The aquaduct of Evora
Most of our own work fits that definition, as we are studying what drives plant species distribution in mountains. While I focus mainly on the present, there is this whole branch of paleobiogeography that I only really discovered here. Studies on the extinction of megasharks, on the effects of past climate change, or on the impact of thousand-year-old effects on the current distributions of species, it almost feels like an art how these paleo-people can find such intriguing patterns in such scarce and long-buried data.

The cathedral of Evora
Cause pattern-finding, that’s the true skill of a biogeographer. We often work with large datasets, at a global or continental scale, linking whatever distribution data we have to environmental drivers like climate and land use (change).

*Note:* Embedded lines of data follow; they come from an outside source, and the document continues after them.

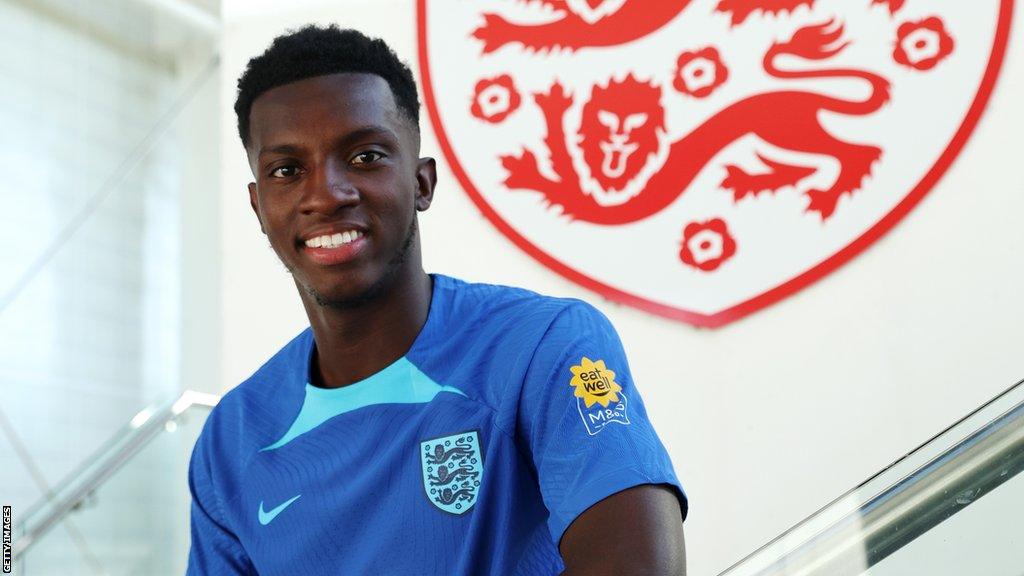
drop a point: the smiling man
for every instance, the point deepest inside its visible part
(422, 424)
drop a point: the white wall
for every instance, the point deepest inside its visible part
(769, 418)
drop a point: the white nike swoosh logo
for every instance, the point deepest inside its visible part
(267, 517)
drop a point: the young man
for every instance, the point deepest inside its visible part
(421, 424)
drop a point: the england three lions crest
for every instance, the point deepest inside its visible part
(701, 159)
(453, 470)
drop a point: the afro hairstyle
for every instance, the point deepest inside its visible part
(312, 51)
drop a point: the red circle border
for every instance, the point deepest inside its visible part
(774, 294)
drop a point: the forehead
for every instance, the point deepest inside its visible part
(323, 107)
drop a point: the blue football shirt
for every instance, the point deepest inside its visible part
(510, 415)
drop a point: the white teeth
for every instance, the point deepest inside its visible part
(335, 240)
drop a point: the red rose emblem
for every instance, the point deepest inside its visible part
(707, 245)
(700, 73)
(495, 98)
(923, 44)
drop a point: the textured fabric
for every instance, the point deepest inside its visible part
(510, 415)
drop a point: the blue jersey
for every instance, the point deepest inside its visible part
(509, 416)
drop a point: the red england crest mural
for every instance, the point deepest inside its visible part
(702, 159)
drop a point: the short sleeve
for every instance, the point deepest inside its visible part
(215, 550)
(584, 421)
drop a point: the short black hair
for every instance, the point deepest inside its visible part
(312, 51)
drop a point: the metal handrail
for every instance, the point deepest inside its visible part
(143, 427)
(909, 507)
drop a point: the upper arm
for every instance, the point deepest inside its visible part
(636, 531)
(215, 549)
(586, 426)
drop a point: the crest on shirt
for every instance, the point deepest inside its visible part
(599, 398)
(453, 469)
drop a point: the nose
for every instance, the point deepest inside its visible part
(329, 189)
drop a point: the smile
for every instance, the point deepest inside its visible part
(338, 248)
(334, 240)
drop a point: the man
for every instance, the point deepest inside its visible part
(421, 424)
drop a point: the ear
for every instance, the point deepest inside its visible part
(253, 202)
(426, 178)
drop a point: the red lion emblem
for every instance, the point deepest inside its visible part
(786, 119)
(701, 160)
(609, 23)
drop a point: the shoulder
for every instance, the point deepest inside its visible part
(248, 414)
(504, 307)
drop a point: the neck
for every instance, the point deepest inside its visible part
(354, 343)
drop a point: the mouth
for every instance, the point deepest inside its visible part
(335, 248)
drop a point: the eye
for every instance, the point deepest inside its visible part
(286, 171)
(368, 157)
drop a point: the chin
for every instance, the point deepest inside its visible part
(351, 293)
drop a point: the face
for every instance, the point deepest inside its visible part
(338, 184)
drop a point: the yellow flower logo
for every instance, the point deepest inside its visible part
(594, 382)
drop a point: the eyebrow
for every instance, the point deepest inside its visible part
(350, 137)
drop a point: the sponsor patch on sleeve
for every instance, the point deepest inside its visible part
(599, 399)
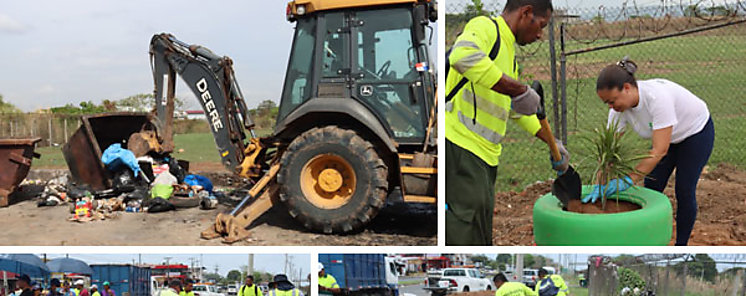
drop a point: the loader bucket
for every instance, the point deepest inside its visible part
(84, 148)
(15, 161)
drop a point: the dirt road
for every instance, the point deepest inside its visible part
(721, 220)
(26, 224)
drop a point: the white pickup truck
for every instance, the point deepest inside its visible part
(206, 290)
(456, 280)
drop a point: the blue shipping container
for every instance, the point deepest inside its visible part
(356, 271)
(123, 278)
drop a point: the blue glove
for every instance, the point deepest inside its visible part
(609, 189)
(618, 185)
(561, 165)
(594, 195)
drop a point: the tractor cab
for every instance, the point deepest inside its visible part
(373, 52)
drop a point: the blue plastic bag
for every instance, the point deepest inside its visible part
(199, 180)
(116, 156)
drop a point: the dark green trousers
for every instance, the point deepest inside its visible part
(470, 195)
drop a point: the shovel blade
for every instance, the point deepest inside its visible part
(567, 186)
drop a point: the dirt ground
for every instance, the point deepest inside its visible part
(721, 220)
(26, 224)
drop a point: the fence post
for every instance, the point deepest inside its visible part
(64, 122)
(50, 130)
(563, 82)
(683, 278)
(553, 72)
(665, 283)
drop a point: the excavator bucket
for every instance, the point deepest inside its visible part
(232, 226)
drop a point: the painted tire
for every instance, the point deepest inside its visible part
(649, 226)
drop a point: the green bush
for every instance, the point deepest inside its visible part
(629, 278)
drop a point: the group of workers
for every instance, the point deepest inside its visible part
(483, 92)
(279, 286)
(546, 285)
(26, 287)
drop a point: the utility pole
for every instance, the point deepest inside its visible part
(251, 265)
(168, 266)
(285, 270)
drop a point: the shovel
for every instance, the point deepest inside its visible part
(567, 186)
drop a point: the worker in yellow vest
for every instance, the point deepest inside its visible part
(188, 289)
(327, 283)
(550, 284)
(283, 287)
(483, 92)
(249, 288)
(506, 288)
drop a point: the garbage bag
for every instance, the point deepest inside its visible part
(124, 181)
(157, 205)
(175, 169)
(78, 192)
(165, 178)
(139, 195)
(115, 156)
(161, 190)
(203, 181)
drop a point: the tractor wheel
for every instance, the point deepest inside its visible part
(332, 180)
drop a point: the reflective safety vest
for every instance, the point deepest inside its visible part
(514, 289)
(253, 288)
(549, 283)
(476, 117)
(292, 292)
(328, 281)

There is a lot of advanced statistical modelling involved as well, turning the artform even more into magic. But for a paleobiogeographer, this data is even harder to come by. They rely on a tooth or a jawbone or the identification of plant pollen, yet can still tell you that climate is driving species size, and which direction species have travelled to cope with changes in this climate.
These studies of the past are teaching us a lot about the present as well, what the current global changes will do to our species distributions. I did learn a lot about adaptation, for example: the notion that many species not only move when climate changes, but that they also have a certain flexibility to adapt, either just as an individual or genetically. And that’s why I really start liking paleobiogeography.
(Pictures of patterns in the old city of Evora more or less related – as pattern-searching is our life)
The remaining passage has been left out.